Keywords

1 Introduction

Magnetic Resonance Imaging (MRI) has currently become prominent in neurology with the use of high-field scanners, given that MRI contrasting agent is less likely to cause an allergic reaction compared with X-ray or CT scan using iodine-based substances [24]. However, due to modality corruption, incorrect machine settings, allergies to specific contrast agents, and limited available time [7], it is often not guaranteed to obtain a complete set of MRI sequences to provide rich information for clinical diagnosis and therapy. In this regard, the development of cross-modality or cross-protocol MRI synthesis techniques is important to homogenize and “repair” such real-world data collections via efficient data infilling and re-synthesis, and make them accessible for algorithms that require complete data sets as input [2, 10, 23, 30].

Recently a large number of algorithms for medical image synthesis have been proposed with the rapid growth of deep learning techniques [6, 11, 27, 37]. Among them, generative adversarial networks (GANs) with the advantage of recovering an unprecedented level of image realism [15] have achieved significant advancement for medical image synthesis.
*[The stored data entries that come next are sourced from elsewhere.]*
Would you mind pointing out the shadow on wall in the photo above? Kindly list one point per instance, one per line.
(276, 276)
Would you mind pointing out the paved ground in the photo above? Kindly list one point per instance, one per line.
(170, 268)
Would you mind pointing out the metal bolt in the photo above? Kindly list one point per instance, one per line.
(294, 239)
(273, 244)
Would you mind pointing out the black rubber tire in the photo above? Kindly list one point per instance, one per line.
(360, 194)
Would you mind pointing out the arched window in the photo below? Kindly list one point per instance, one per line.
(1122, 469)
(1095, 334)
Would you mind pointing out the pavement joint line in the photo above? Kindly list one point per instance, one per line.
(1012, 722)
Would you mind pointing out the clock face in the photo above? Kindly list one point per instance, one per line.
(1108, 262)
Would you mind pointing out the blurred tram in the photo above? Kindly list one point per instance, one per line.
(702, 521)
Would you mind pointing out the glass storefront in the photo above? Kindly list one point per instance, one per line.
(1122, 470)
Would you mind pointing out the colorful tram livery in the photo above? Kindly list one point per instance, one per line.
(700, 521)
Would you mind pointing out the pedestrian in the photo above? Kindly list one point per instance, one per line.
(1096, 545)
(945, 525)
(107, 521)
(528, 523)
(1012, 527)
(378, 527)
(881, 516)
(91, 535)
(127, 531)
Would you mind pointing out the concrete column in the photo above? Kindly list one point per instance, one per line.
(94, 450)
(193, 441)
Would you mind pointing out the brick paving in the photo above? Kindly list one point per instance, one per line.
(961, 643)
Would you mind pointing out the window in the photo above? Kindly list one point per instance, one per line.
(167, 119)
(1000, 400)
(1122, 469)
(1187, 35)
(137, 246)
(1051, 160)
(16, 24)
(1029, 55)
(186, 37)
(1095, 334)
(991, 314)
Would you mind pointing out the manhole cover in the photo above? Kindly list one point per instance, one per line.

For example, Ea-GANs [32] incorporated edge information and focused on the textural details of image content structure for cross-modality MRI synthesis. SA-GANS [33] added a sample-adaptive path additionally to learn the relationship of each sample with its neighboring training samples. MM-GAN [5] and mustGAN [34] were designed to deal with multi-modal MRI synthesis with structures capable of fusing latent representations of each input modality. However, these state-of-art methods [5, 7, 10, 13, 32,33,34, 36, 38] fixed the network architecture for various input modality combinations (e.g., T1, T1-weighted, Flair, T1\(+\)Flair, etc.) and ignored the mapping uniqueness between each source domain and target domain pair, and therefore could not reach the optimal solution for all situations using the same network structure.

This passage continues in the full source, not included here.